In remembering Afghanistan, Zoesch’s recitations of treating wounds and illnesses resembles a medical textbook. He uses words such as beta-agonist, auscultation, and rhabdomyosarcoma, which might confuse the average reader. But he clarifies them with detailed and lucid explanations. As the months roll by, his diary fills more and more with descriptions of unusual medical cases, one involving an illness that doctors claimed “had not been seen in forty years.”
The doctors at Bagram worked twenty-four hour shifts and tended to Afghanis as well as to GIs. The breadth of costly medical aid and transportation provided to the civilian population, including life support, surprised me.
At age fifty-seven, after four months of eighty-plus-hour work weeks, Zoesch grew deeply depressed. Then he moved from Bagram to Kabul, which he likens to going from a penal colony to a city. An R&R to Doha coupled with his appointment to command the clinic in Kabul rejuvenated him. He continued to treat patients while becoming an administrator involved in policy making and politics until finishing his tour.

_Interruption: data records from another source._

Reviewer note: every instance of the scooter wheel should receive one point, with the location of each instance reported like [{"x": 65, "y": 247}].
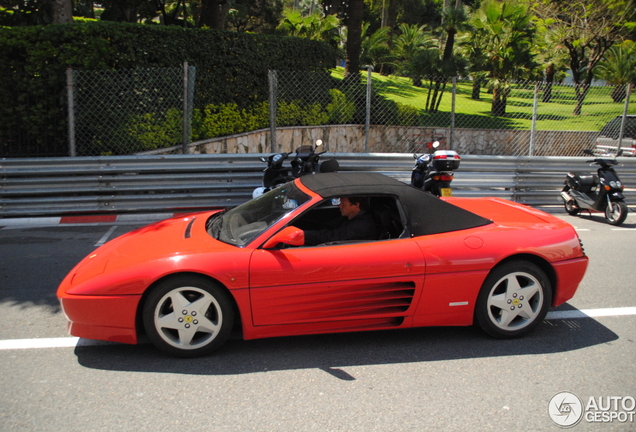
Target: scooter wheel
[
  {"x": 571, "y": 208},
  {"x": 616, "y": 212}
]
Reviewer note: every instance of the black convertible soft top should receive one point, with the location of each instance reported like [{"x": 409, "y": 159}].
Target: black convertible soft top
[{"x": 425, "y": 213}]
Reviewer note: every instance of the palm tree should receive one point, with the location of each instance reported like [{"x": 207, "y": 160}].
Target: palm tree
[
  {"x": 314, "y": 26},
  {"x": 408, "y": 46},
  {"x": 375, "y": 47},
  {"x": 618, "y": 68},
  {"x": 454, "y": 20},
  {"x": 505, "y": 34}
]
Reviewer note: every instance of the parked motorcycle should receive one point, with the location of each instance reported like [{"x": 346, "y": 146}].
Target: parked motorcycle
[
  {"x": 434, "y": 172},
  {"x": 602, "y": 192},
  {"x": 305, "y": 160}
]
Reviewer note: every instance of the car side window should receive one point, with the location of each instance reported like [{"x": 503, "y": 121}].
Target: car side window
[{"x": 384, "y": 210}]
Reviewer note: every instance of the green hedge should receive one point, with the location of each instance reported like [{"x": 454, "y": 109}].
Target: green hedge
[{"x": 231, "y": 68}]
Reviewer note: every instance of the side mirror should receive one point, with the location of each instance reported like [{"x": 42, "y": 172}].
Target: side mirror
[{"x": 290, "y": 235}]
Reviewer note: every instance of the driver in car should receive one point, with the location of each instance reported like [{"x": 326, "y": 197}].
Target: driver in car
[{"x": 355, "y": 224}]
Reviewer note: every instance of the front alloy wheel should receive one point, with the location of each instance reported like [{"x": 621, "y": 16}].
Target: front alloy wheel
[
  {"x": 513, "y": 300},
  {"x": 188, "y": 316}
]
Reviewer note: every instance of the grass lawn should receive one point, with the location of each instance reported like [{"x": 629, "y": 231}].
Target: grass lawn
[{"x": 557, "y": 114}]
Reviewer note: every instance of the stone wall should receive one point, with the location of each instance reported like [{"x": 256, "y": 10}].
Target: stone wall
[{"x": 397, "y": 139}]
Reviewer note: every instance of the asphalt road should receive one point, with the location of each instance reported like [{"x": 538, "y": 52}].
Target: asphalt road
[{"x": 437, "y": 379}]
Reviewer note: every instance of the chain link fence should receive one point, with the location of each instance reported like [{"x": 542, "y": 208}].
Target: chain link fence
[
  {"x": 141, "y": 110},
  {"x": 34, "y": 116},
  {"x": 129, "y": 111},
  {"x": 394, "y": 115}
]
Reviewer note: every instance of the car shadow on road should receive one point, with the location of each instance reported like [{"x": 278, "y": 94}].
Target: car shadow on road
[{"x": 333, "y": 352}]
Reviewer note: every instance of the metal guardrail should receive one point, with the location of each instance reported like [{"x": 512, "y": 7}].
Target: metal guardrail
[{"x": 136, "y": 184}]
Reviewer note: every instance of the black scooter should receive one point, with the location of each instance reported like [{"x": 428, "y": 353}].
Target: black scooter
[
  {"x": 434, "y": 173},
  {"x": 602, "y": 192},
  {"x": 305, "y": 160}
]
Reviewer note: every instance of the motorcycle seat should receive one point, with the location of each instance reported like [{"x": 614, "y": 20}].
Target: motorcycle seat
[{"x": 585, "y": 181}]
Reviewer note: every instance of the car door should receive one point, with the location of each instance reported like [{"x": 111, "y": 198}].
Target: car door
[{"x": 340, "y": 282}]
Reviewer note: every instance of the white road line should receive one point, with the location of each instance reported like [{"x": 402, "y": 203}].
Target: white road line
[
  {"x": 66, "y": 342},
  {"x": 105, "y": 237},
  {"x": 591, "y": 313}
]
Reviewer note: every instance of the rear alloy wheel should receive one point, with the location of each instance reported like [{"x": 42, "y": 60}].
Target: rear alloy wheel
[
  {"x": 514, "y": 298},
  {"x": 616, "y": 212},
  {"x": 188, "y": 316}
]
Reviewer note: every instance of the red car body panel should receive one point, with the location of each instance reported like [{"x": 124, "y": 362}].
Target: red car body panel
[{"x": 426, "y": 280}]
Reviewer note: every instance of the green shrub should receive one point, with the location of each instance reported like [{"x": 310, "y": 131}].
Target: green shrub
[
  {"x": 153, "y": 130},
  {"x": 340, "y": 110},
  {"x": 407, "y": 115}
]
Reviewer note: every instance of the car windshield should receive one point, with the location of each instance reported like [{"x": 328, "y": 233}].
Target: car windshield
[{"x": 244, "y": 223}]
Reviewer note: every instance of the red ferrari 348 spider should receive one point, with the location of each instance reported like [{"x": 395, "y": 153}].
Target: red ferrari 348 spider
[{"x": 187, "y": 282}]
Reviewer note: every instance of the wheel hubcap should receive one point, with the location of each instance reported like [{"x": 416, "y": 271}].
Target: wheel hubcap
[
  {"x": 188, "y": 318},
  {"x": 515, "y": 301}
]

In both wars, as he neared the end of his tours, Zoesch reflected on what he had seen and done and philosophized about what the future held for America. His book’s Epilogue presents a sound case against the rampant use of American power to democratize the world.
The book’s title refers to a Mongolian Muslim soldier who said he had walked all the way to Afghanistan (3,500 miles) to kill infidels—Americans in particular. He made the pronouncement as a POW while Zoesch treated his battle wounds.
Here’s one more passage ingrained in my mind:
“Along the north side of our tiny airfield, there was a scene there etched into my memory ever since—twelve black body bags covered by swarms of flies. Squatting about five meters away were three Vietnamese soldiers eating their lunch from bowls with spoons. That to me was Viet Nam in one cataclysmic blink. I have seen filled body bags in Viet Nam and Afghanistan but that one moment in time survived and summarized all of the rest.”